Case and Methods: A 51-year-old Filipino female with a history of hypertension, type II diabetes mellitus, and end stage renal disease on hemodialysis, presented to multiple emergency departments with persistent fever, nausea, vomiting, and abdominal pain over the course of two weeks. Blood cultures collected during one of her visits grew Leclercia adecarboxylata. She was called back to the hospital and admitted for further work-up. Computed tomography revealed possible small bowel wall thickening. Given her presenting symptoms, the GI tract was considered the most likely source of infection. The patient improved after initiation of piperacillin/tazobactam and vancomycin. Antibiotics were narrowed to ampicillin/sulbactam and azithromycin based on susceptibility testing. She was eventually discharged on cefazolin, which was continued as an outpatient to complete a two-week course of therapy. We performed a literature review for previous cases of bacteremia associated with a GI source of infection.
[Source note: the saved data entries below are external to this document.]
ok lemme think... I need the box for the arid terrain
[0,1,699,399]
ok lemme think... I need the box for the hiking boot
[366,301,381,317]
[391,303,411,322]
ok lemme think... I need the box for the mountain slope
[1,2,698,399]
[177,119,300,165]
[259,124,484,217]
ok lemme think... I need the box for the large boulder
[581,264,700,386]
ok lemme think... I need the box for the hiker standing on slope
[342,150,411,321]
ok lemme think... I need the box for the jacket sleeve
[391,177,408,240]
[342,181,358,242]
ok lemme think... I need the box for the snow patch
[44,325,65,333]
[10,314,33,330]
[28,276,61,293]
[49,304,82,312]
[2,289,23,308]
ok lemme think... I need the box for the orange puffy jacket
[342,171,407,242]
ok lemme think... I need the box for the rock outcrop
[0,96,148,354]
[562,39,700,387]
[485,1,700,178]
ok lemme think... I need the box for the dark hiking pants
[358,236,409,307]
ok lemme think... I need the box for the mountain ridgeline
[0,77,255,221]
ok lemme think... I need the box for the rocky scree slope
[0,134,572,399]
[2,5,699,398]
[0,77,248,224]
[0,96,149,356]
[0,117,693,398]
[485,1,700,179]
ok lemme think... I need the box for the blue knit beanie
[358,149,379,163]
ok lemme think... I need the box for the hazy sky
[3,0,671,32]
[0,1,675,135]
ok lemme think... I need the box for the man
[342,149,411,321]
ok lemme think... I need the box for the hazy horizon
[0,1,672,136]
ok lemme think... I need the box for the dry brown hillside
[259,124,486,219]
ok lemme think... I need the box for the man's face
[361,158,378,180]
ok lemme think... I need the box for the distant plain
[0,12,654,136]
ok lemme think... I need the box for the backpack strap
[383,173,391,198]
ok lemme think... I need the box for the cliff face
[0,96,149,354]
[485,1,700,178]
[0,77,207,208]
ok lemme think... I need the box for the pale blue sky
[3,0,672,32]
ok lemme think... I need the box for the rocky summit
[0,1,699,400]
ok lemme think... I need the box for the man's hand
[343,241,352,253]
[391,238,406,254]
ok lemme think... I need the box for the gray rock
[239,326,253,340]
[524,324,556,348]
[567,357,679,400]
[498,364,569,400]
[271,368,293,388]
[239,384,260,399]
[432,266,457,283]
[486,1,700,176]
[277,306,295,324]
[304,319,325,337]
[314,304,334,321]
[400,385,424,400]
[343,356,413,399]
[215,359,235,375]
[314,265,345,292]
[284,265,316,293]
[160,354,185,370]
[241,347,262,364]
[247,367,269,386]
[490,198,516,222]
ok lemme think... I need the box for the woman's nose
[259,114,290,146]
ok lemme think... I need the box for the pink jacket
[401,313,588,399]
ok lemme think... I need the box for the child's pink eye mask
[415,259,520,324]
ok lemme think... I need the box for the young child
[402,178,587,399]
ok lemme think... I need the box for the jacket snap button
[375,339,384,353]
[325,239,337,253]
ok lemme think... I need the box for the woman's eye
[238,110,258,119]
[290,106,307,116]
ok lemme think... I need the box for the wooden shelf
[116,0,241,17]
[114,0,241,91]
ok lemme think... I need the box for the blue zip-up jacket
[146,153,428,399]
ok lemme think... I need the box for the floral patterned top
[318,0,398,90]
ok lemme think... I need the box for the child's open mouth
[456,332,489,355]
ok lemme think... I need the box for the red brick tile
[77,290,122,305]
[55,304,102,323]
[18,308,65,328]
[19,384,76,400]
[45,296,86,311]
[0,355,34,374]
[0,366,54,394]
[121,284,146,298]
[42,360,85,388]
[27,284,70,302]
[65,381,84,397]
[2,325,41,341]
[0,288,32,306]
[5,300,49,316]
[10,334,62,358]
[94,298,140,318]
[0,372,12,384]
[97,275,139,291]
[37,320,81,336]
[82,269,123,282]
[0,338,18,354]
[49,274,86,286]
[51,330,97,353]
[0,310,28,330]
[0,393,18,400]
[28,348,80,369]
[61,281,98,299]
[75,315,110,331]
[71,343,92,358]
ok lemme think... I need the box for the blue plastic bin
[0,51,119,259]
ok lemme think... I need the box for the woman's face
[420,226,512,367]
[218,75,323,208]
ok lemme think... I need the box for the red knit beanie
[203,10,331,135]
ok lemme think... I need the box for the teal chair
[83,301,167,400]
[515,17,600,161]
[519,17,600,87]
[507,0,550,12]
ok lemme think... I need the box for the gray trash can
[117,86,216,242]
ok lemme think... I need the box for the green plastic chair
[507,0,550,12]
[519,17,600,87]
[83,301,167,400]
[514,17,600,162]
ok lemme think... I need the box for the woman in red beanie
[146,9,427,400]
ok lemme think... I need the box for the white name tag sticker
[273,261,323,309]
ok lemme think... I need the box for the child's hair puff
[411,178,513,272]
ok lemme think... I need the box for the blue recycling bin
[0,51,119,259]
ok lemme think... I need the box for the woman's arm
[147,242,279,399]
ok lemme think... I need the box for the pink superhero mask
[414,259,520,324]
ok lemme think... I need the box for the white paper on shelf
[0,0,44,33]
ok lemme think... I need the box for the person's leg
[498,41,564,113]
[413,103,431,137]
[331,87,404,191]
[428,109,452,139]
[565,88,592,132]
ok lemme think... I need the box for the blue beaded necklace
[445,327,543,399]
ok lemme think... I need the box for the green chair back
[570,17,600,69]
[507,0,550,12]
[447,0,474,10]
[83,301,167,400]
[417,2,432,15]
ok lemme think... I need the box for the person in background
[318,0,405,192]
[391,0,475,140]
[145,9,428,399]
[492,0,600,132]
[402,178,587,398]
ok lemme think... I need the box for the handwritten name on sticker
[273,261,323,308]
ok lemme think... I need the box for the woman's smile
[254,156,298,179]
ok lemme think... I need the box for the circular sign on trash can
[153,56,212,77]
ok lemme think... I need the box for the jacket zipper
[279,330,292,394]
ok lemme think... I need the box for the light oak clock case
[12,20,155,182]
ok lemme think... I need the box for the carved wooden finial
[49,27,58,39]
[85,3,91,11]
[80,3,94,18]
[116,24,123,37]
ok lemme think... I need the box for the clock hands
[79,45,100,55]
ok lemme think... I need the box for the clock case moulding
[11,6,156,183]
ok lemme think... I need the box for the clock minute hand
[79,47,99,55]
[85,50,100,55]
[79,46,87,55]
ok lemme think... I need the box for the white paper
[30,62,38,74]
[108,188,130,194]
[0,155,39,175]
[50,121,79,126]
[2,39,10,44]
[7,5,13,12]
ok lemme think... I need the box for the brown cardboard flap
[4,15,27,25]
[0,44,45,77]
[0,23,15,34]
Results: Including this case, there have been four documented cases related to a GI source. Three of four cases involved immunocompromised patients. Isolates showed pan-sensitivity to ampicillin, piperacillin/tazobactam, second and third generation cephalosporins, gentamicin, fluoroquinolones, and carbapenems. Antibiotics with the highest sensitivity included fluoroquinolones (MIC ≤0.25 mcg/mL), followed by aminoglycosides (MIC ≤1.0 mcg/mL) and carbapenems (MIC ≤1 mcg/mL). All cases were successfully treated.
Conclusion: Leclercia adecarboxylata is rarely reported in the context of human infection, but has been isolated from multiple sources, including the GI tract. Clinicians should consider this organism in the differential diagnosis, especially in immunocompromised patients with ongoing GI symptoms.